One of the important things about the film is that it helps people
to understand that the creation of the Pistols was as much to do
with politics and economics as it was music.
4)
THE INTERVIEWS
By
September 1998, Temple and Howie had emptied the vault and telecined
its contents onto video. Two months later, they had a very loose
four-hour cut from the vault footage and Temple's home-video archive.
The next step was to shoot the material for the film's backbone:
the interviews with the original band members. "Steve Jones and
John Lydon don't really talk to each other," explains Amanda Temple,
who went with Julien to Los Angeles, where the band members now
live, to do the interviews, "so it was very much a case of interviewing
everybody separately and overlapping the stories later."
The
intimacy of one-to-one interviews meant that the band members were
freed up to tell their particular side of the story. "It's why in
a way the band has been so supportive of the film," continues the
producer." Steve has said things that he's never said to John's
face, and John has said things that Steve has never heard him say.
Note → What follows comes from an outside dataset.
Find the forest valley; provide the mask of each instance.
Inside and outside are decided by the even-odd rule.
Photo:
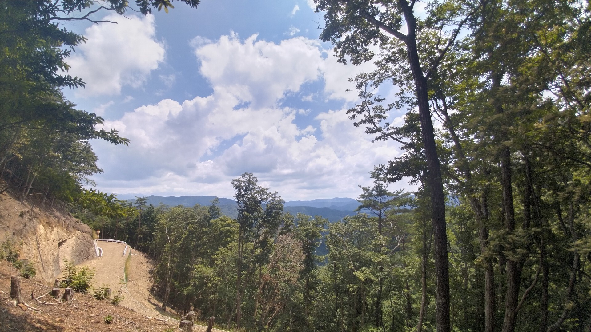
[[[284,213],[249,172],[235,219],[87,189],[89,139],[129,142],[61,92],[85,84],[59,71],[84,37],[57,22],[85,0],[0,0],[1,190],[147,253],[164,308],[237,330],[591,332],[589,2],[314,2],[339,61],[376,64],[351,79],[352,125],[404,152],[361,188],[370,213]],[[417,189],[389,190],[403,180]]]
I think it's been quite a healing process for them, a real catharsis."
Back
in London, the interviews - including eight hours with Lydon - were
transcribed and choice cuts selected. A vital part of the puzzle
was giving Sid Vicious, who died in 1979, a voice. Among the vault
footage was an interview Julien had done with Sid in Hyde Park the
year before his death. " Julien wanted each of the band members
to have an identity," explains Amanda. "When we saw the interview
with Sid we knew he would have a voice, which was very important.
What's wonderful about that footage is that Sid is so surprisingly
articulate and reflective, and so funny. Everybody just thinks
that he was a schmuck but he had a razor-sharp wit."